In a phone call from the town of al-Zawiya played live on TV, Col Gaddafi said young people were being duped with drugs and alcohol to take part in destruction and sabotage.
Col Gaddafi is battling to shore up control of Tripoli and western areas. Protesters have been consolidating gains in cities in the east.
The telephone call was said to be an address to the people of al-Zawiya, 50km west of the capital, where there has been renewed gunfire reported in the streets. Col Gaddafi said the protesters had no genuine demands and were being dictated to by the al-Qaeda leader.
Bin Laden ... this is the enemy who is manipulating people. Do not be swayed by Bin Laden, he said.
It is obvious now that this issue is run by al-Qaeda. Those armed youngsters, our children, are incited by people who are wanted by America and the Western world”
He said the young protesters were trigger happy and they shoot especially when they are stoned with drugs.
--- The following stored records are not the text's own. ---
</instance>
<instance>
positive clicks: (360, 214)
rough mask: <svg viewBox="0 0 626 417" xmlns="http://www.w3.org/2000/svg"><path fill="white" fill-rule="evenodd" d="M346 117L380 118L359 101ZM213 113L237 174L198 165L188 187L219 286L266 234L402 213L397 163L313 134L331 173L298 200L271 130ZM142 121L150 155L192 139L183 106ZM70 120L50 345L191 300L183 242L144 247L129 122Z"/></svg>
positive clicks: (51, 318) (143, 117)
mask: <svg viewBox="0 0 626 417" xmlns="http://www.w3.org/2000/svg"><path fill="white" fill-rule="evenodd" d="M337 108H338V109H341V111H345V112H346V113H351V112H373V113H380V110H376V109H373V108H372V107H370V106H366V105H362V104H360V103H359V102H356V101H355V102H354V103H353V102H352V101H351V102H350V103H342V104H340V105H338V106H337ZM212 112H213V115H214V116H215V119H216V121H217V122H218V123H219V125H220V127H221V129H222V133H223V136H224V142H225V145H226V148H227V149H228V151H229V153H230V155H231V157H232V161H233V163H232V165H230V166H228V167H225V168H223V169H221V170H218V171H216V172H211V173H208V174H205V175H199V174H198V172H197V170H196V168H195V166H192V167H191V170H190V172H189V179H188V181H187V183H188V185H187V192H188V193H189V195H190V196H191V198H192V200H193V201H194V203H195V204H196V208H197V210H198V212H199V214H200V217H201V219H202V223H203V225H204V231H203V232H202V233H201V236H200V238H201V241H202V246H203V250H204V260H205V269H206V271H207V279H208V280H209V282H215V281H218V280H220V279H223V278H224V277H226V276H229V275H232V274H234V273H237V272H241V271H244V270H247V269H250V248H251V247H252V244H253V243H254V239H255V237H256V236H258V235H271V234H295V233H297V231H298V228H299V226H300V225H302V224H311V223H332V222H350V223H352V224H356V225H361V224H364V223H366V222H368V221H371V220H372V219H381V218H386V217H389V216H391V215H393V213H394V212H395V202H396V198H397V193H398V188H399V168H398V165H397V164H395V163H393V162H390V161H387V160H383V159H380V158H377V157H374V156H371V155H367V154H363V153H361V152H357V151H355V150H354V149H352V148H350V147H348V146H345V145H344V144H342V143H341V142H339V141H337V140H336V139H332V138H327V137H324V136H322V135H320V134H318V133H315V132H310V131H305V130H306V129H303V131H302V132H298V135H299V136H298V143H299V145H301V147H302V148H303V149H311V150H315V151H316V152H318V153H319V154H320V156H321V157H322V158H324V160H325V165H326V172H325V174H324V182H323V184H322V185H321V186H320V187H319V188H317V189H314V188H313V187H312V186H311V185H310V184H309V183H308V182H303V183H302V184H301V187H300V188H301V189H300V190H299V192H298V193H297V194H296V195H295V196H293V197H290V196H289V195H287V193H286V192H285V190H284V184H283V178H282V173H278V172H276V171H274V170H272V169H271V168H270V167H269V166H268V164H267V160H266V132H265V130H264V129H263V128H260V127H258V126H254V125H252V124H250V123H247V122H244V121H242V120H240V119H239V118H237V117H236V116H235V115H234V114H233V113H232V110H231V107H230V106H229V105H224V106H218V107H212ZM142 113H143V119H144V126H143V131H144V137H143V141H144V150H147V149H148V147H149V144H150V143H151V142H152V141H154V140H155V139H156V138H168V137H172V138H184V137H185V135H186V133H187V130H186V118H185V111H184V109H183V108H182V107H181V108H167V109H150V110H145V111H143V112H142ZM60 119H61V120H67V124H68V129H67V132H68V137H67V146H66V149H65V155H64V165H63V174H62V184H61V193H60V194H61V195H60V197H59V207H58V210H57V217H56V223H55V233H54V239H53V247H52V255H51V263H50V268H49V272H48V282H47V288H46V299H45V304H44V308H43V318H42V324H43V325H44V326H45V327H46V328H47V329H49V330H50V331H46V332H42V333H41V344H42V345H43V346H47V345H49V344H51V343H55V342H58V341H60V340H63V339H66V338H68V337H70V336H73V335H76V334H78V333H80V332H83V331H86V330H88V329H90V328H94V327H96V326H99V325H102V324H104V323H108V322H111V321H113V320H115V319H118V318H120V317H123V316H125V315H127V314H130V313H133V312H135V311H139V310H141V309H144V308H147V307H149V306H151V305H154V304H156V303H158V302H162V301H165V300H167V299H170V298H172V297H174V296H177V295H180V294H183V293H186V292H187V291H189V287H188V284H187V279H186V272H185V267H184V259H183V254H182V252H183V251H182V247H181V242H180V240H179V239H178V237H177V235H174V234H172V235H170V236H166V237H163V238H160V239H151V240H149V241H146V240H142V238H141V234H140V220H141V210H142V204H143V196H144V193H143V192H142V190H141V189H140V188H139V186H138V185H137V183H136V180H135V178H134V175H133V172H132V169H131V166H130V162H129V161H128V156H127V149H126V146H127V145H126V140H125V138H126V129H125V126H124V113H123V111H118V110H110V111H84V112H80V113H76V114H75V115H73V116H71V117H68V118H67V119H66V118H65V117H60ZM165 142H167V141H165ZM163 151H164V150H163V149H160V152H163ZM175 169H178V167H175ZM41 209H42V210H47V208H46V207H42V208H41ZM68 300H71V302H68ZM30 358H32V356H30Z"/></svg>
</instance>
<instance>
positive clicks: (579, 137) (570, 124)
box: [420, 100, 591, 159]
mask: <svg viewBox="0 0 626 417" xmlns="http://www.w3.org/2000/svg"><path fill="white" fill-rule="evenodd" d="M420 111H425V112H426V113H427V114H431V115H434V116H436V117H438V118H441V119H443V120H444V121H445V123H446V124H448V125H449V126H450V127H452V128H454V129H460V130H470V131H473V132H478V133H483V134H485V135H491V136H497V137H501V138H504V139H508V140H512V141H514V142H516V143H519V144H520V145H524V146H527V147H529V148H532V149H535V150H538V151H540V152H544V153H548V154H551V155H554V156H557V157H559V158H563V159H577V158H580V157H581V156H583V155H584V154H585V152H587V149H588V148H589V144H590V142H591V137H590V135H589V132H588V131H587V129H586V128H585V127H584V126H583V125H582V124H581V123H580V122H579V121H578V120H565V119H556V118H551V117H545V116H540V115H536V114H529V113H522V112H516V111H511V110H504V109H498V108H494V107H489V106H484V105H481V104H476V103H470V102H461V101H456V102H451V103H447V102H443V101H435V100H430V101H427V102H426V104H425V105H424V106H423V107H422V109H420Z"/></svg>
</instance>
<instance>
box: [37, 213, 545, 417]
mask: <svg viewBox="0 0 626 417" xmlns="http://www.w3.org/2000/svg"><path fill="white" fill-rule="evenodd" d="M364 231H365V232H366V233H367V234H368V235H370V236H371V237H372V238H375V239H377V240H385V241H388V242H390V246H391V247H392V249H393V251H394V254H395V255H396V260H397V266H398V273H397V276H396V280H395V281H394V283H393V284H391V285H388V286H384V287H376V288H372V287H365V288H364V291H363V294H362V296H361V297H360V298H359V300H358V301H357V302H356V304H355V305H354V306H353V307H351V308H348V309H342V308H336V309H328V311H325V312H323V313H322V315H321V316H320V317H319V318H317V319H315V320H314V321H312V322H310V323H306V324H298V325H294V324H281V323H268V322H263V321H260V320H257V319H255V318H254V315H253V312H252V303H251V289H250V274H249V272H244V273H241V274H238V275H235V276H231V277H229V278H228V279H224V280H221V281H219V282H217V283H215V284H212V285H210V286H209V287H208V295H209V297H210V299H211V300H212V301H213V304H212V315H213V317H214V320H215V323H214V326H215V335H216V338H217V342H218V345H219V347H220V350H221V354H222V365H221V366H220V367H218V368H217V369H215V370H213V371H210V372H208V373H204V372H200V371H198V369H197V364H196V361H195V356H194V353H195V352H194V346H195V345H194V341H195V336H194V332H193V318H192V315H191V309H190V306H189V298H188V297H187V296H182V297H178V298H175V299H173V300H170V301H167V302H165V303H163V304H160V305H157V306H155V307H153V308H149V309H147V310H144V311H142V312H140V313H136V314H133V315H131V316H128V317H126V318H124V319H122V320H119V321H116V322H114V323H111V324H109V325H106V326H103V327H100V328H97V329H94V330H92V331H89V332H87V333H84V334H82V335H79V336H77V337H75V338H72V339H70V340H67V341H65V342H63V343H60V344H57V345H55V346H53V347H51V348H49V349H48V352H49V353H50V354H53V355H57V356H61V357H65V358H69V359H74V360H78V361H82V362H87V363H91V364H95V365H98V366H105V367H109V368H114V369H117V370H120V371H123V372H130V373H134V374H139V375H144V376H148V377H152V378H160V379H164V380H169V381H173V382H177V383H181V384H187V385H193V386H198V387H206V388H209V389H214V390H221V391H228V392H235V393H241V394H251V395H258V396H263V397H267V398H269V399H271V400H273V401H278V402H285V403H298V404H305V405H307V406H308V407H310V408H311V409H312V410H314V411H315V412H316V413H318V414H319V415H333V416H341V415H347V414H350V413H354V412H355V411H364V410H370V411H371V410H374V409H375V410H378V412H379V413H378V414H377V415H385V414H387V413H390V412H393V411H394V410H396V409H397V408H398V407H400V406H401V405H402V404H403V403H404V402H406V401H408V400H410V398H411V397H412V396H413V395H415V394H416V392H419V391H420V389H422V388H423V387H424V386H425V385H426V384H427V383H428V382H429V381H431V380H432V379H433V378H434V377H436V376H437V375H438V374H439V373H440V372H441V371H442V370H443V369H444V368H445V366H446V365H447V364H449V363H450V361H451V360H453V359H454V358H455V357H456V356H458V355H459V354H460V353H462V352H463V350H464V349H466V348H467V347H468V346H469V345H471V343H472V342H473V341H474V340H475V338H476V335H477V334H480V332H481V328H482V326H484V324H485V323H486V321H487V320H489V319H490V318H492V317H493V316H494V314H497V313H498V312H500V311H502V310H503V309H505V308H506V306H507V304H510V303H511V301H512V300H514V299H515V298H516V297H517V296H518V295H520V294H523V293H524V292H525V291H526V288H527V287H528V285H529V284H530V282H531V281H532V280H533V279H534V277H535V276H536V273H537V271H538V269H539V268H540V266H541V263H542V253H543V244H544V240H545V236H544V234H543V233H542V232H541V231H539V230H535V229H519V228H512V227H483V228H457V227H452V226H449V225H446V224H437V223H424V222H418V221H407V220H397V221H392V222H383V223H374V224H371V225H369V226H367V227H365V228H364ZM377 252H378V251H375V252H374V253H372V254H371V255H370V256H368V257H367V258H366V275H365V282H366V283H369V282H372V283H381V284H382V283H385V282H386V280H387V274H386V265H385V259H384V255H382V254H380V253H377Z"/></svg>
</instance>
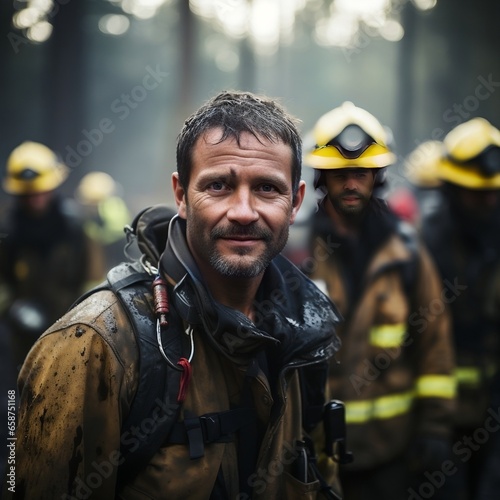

He said that Libya was not like Egypt and Tunisia, which have seen their leaders deposed because the people of Libya had in their own hands the instrument to change their lives through committees.
This is your country and it is up to you how to deal with it, he said.
Calling the situation in al-Zawiya a farce, he urged families to rein in their sons, saying many of the protesters were underage and beyond the reach of the law.
But he also vowed that those carrying out violent protests should be put on trial.
This was Col Gaddafi's second live TV appearance since the protests erupted on 15 February. On Tuesday he said he would die a martyr in Libya and fight to the last drop” of his blood.
Heavy gunfire has been reported in al-Zawiya and reports of a police station on fire.
Zuara, 120km west of Tripoli, was said to be in the hands of anti-government militias and defence committees of civilians with no sign of police. Fighting is reported between pro- and anti-government forces in Misrata, Libya's third-biggest city, 200km east of Tripoli.
But Tripoli, under government control, and cities in the east, held by the protesters, are generally said to be calm.